Book review of Tomatoland: How Modern Industrial Agriculture Destroyed Our Most Alluring Fruit by Barry Estabrook
Estabrook presents a critical look at the US tomato industry, particularly the agribusiness in Florida, where most of the US winter grown tomato crop comes from. Tomatos are among the bottom of fruit and veg for taste. The book offers a few possible reasons - tomatos bred for shelf life over taste, the diminishing genetic diversity among varieties out on the market. Most of that is fairly common among agriculture - bananas around the world, for example, are all the same clone species. It was interesting to read of field expeditions to find wild tomato plants in South America and to read of the history of the tomato species. To think that we'd never eat the fruit if one or two key people didn't persist in growing them from the rather inedible ancestors!

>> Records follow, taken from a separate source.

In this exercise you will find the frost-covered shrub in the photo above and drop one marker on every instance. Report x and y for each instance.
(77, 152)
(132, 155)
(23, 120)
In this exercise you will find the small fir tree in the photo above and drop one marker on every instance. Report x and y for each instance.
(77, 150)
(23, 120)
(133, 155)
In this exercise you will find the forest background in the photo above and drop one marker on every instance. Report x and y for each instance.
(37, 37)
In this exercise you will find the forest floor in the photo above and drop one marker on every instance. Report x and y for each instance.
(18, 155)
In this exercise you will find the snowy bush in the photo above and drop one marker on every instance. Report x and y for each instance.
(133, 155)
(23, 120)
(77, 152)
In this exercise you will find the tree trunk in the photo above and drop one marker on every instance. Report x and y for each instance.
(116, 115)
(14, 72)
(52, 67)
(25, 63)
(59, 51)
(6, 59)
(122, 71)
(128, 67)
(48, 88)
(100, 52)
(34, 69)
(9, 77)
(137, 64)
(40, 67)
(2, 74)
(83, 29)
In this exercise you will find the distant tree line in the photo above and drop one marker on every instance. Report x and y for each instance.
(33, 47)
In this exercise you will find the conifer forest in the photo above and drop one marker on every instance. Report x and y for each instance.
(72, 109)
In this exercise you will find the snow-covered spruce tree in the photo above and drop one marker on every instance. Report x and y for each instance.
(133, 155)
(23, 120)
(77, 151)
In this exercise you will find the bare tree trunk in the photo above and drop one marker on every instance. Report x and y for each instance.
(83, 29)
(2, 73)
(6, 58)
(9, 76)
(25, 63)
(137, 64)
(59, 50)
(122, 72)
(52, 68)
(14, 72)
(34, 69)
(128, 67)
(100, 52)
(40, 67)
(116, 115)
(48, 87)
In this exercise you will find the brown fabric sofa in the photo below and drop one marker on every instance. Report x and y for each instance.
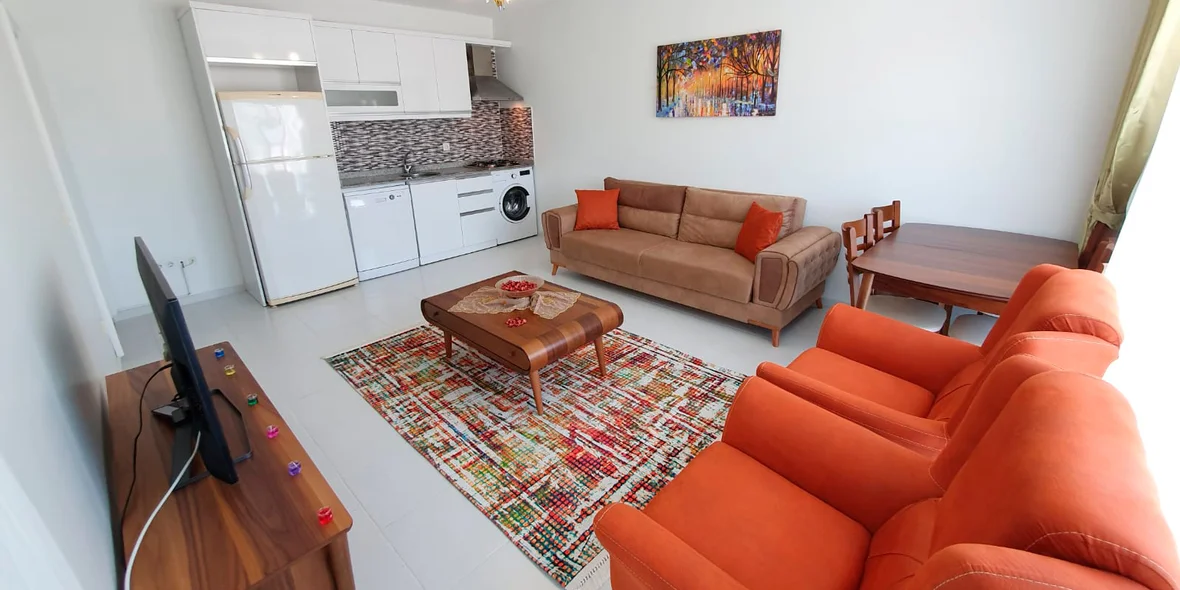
(677, 243)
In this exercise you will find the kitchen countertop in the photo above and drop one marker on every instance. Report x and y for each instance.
(394, 176)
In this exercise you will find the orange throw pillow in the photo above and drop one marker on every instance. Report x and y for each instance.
(758, 231)
(597, 209)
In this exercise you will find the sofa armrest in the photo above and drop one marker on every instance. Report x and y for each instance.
(864, 476)
(653, 555)
(972, 566)
(920, 434)
(794, 266)
(556, 223)
(906, 352)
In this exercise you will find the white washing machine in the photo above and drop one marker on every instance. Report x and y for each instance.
(517, 204)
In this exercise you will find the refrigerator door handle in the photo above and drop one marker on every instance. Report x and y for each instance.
(246, 184)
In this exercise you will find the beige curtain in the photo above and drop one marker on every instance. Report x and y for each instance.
(1153, 73)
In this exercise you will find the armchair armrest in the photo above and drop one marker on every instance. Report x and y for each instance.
(558, 222)
(920, 434)
(794, 266)
(653, 555)
(864, 476)
(995, 568)
(923, 358)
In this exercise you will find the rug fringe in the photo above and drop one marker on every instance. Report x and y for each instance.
(595, 576)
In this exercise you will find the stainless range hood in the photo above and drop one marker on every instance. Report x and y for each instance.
(484, 83)
(489, 87)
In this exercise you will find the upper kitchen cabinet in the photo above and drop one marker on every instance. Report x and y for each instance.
(338, 58)
(419, 77)
(377, 57)
(453, 80)
(351, 56)
(230, 34)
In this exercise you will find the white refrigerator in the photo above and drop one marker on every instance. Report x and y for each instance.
(286, 169)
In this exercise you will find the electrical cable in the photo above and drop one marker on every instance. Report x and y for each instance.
(135, 446)
(131, 561)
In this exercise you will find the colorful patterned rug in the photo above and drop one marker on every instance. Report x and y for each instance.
(542, 478)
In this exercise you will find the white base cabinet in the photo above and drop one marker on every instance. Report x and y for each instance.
(437, 220)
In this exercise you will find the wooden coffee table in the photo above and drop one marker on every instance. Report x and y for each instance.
(529, 347)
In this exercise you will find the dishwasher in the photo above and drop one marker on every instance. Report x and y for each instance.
(381, 221)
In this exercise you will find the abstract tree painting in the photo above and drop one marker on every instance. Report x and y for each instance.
(726, 77)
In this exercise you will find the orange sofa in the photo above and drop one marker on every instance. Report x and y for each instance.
(913, 386)
(1054, 493)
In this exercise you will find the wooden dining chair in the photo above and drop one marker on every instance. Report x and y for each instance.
(889, 218)
(859, 236)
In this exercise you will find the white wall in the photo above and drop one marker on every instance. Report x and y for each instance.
(990, 113)
(1144, 371)
(116, 78)
(54, 353)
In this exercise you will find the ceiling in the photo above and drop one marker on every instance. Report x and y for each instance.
(478, 7)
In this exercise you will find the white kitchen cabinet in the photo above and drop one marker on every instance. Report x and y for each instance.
(419, 79)
(336, 56)
(377, 57)
(479, 227)
(237, 37)
(452, 78)
(437, 220)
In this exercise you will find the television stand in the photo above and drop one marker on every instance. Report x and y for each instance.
(177, 413)
(261, 533)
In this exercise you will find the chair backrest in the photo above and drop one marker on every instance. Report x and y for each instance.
(1056, 299)
(889, 218)
(648, 207)
(714, 217)
(1024, 356)
(858, 237)
(1062, 473)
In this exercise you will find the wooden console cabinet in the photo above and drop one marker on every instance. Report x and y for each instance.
(259, 533)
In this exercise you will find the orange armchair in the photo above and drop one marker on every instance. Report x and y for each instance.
(797, 497)
(912, 386)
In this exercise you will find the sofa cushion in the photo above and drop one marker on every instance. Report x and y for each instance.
(900, 546)
(863, 381)
(714, 217)
(617, 249)
(758, 526)
(648, 207)
(701, 268)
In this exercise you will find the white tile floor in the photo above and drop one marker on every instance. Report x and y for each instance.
(412, 529)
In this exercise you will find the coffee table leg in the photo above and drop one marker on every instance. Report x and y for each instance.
(602, 356)
(535, 378)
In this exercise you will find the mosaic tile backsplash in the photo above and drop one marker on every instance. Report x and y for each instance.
(491, 132)
(516, 129)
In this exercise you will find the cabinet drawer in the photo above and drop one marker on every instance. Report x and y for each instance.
(231, 35)
(477, 200)
(479, 225)
(473, 184)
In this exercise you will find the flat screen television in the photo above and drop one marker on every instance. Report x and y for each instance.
(191, 411)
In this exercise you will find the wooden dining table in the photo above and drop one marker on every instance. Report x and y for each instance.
(964, 267)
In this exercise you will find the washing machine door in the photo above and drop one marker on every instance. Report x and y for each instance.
(515, 204)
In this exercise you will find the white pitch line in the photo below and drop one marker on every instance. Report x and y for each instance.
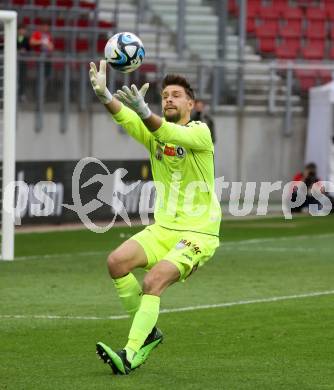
(173, 310)
(224, 245)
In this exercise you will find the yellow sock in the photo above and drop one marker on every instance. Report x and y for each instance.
(144, 321)
(129, 292)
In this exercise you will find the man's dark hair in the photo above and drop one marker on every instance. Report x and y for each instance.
(311, 166)
(175, 79)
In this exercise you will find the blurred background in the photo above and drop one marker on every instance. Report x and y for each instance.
(262, 72)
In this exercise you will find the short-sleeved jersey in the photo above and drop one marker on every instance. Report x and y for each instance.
(183, 171)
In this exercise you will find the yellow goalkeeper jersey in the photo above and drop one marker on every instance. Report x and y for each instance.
(183, 171)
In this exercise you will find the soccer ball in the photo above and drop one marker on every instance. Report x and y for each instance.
(124, 52)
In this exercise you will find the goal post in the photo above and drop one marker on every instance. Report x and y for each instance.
(8, 20)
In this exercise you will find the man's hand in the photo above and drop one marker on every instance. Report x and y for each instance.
(98, 80)
(134, 99)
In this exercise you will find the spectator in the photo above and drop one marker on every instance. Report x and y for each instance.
(23, 48)
(42, 42)
(309, 176)
(200, 114)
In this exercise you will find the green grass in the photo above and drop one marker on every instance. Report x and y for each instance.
(287, 344)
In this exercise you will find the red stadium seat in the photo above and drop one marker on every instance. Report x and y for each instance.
(40, 21)
(87, 4)
(60, 22)
(316, 30)
(83, 23)
(293, 14)
(25, 20)
(64, 3)
(42, 3)
(267, 45)
(269, 13)
(291, 31)
(330, 12)
(285, 51)
(251, 26)
(267, 29)
(281, 6)
(105, 24)
(266, 34)
(59, 44)
(316, 13)
(253, 9)
(81, 45)
(314, 50)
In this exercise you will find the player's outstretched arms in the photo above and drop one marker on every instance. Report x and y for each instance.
(98, 79)
(135, 100)
(196, 136)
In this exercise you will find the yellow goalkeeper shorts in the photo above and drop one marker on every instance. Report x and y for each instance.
(186, 249)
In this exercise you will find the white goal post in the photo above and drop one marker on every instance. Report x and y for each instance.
(8, 128)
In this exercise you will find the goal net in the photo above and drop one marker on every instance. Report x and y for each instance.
(8, 58)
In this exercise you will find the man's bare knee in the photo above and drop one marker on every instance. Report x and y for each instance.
(117, 267)
(153, 284)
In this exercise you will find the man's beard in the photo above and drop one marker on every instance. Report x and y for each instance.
(174, 117)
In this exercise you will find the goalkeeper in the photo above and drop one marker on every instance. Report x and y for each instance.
(187, 214)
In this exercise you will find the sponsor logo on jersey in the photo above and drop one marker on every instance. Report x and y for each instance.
(170, 150)
(180, 151)
(185, 243)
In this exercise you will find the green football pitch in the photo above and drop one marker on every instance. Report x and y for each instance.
(259, 315)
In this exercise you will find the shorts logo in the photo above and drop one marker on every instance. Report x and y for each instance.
(180, 152)
(187, 256)
(185, 243)
(169, 150)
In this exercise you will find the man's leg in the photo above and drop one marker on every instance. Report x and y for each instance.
(121, 262)
(162, 275)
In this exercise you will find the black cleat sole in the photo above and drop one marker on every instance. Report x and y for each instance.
(102, 354)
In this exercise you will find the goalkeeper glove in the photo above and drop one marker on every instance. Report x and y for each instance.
(134, 99)
(98, 80)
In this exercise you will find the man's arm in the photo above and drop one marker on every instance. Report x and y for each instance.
(122, 115)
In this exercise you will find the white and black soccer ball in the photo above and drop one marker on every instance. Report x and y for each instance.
(124, 52)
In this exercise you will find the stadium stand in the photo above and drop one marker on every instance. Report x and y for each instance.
(277, 30)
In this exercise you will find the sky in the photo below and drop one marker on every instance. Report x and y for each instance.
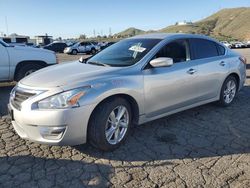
(67, 19)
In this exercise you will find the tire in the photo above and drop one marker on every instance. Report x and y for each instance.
(27, 70)
(93, 51)
(228, 91)
(100, 124)
(74, 52)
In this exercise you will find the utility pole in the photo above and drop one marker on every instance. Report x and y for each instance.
(110, 32)
(6, 24)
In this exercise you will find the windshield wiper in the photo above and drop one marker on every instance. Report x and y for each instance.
(98, 63)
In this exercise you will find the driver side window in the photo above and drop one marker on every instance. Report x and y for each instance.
(178, 50)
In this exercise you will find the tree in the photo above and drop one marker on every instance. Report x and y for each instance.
(82, 36)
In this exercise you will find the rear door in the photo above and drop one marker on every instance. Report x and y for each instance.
(4, 63)
(211, 67)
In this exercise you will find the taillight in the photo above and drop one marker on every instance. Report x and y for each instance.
(243, 59)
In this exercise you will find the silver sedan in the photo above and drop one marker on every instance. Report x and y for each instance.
(134, 81)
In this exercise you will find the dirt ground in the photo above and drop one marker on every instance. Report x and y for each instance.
(207, 146)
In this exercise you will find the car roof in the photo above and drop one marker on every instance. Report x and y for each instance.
(171, 36)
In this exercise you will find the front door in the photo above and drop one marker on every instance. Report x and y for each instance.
(170, 88)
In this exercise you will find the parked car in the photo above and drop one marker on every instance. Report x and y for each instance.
(17, 62)
(56, 46)
(248, 44)
(227, 44)
(82, 47)
(134, 81)
(107, 45)
(239, 45)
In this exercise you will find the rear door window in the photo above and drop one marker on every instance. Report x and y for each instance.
(178, 50)
(203, 48)
(221, 49)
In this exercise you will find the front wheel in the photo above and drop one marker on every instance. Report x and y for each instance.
(74, 52)
(110, 124)
(228, 91)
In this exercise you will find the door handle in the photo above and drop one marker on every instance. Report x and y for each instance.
(191, 71)
(222, 63)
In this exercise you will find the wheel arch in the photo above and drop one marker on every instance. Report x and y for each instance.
(131, 100)
(237, 77)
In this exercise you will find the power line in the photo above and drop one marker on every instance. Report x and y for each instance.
(6, 24)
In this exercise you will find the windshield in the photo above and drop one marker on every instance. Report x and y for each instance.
(4, 43)
(124, 53)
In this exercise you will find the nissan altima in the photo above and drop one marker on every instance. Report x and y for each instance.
(134, 81)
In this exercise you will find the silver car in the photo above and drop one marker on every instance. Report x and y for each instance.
(134, 81)
(82, 47)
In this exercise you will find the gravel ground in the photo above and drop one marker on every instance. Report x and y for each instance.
(206, 146)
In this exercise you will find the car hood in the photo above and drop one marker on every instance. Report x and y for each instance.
(64, 75)
(31, 49)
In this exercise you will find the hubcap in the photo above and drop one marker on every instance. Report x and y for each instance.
(229, 91)
(117, 125)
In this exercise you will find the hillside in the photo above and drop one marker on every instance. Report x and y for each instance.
(226, 24)
(130, 32)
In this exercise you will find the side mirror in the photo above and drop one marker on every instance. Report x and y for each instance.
(162, 62)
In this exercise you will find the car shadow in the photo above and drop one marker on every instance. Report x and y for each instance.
(29, 171)
(205, 131)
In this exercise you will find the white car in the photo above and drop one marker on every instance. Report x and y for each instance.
(17, 62)
(227, 44)
(239, 45)
(82, 47)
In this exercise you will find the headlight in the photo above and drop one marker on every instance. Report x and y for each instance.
(67, 99)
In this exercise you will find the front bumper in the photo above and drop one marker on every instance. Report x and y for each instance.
(31, 124)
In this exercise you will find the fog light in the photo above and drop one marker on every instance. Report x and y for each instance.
(52, 133)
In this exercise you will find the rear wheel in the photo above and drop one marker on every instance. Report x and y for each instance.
(27, 70)
(93, 51)
(110, 124)
(74, 52)
(228, 91)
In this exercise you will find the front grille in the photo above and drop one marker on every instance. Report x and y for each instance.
(18, 96)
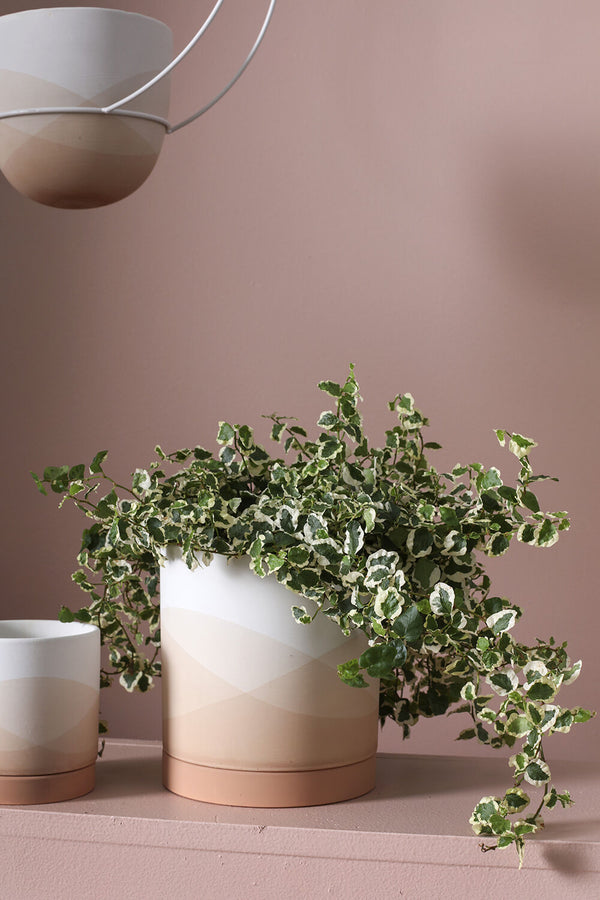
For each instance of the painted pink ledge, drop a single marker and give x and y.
(408, 838)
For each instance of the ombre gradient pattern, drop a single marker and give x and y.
(261, 693)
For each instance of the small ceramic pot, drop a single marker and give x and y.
(82, 57)
(49, 690)
(254, 712)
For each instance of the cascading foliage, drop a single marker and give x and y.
(372, 537)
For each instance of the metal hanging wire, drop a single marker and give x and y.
(114, 108)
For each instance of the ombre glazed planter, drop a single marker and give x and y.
(254, 713)
(49, 690)
(83, 57)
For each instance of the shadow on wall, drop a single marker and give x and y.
(545, 204)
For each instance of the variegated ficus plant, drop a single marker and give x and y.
(379, 540)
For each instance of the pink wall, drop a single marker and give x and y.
(414, 187)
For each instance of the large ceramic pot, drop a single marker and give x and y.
(49, 688)
(84, 57)
(254, 713)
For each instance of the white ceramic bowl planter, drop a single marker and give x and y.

There's a lot to be said about the big agriculture industry and overuse of pesticide and fertilizer, but many other organic-local-sustainable ag advocates have already covered this issue. What makes this book different from the rest is its coverage of the huge labor abuses occurring in the industry. If you think that slavery is dead and gone in the US, think again, only this time replace Africans with Latinos. Many agricultural workers are treated like slaves - trucked out from south of the border, tricked into job contracts they can't read, and then told they have to stay to work off their "debt" for the ride up and the crappy housing. If they try to leave their establishments, they get beaten, threatened, chained to posts, and on and on. What's even more chilling is that the few legal cases against these labor abuses happened within the last 2 years and they've barely made a dent in how agribusiness operates. Workers still use the most dangerous and carcinogenetic pesticides and herbicides on these plants without any basic protection. Many still have no healthcare, no minimum hourly wage (paid by the amount picked instead, which hugely depends on how close you are to the truck), no compensation for waiting times, no decent housing. I find it frustrating and aggravating that the state government would turn a blind eye to this and offer lackluster enforcement of existing laws against such abuses. Not only do we not treat the people who pick our food right, but we also suffer from eating tasteless food.
The only criticism I have of the book is that a good few portions were repeated several times, almost phrase for phrase. But other than that, I think the book offered a fresh look at agriculture, tomatos, and labor. Definitely worth the read!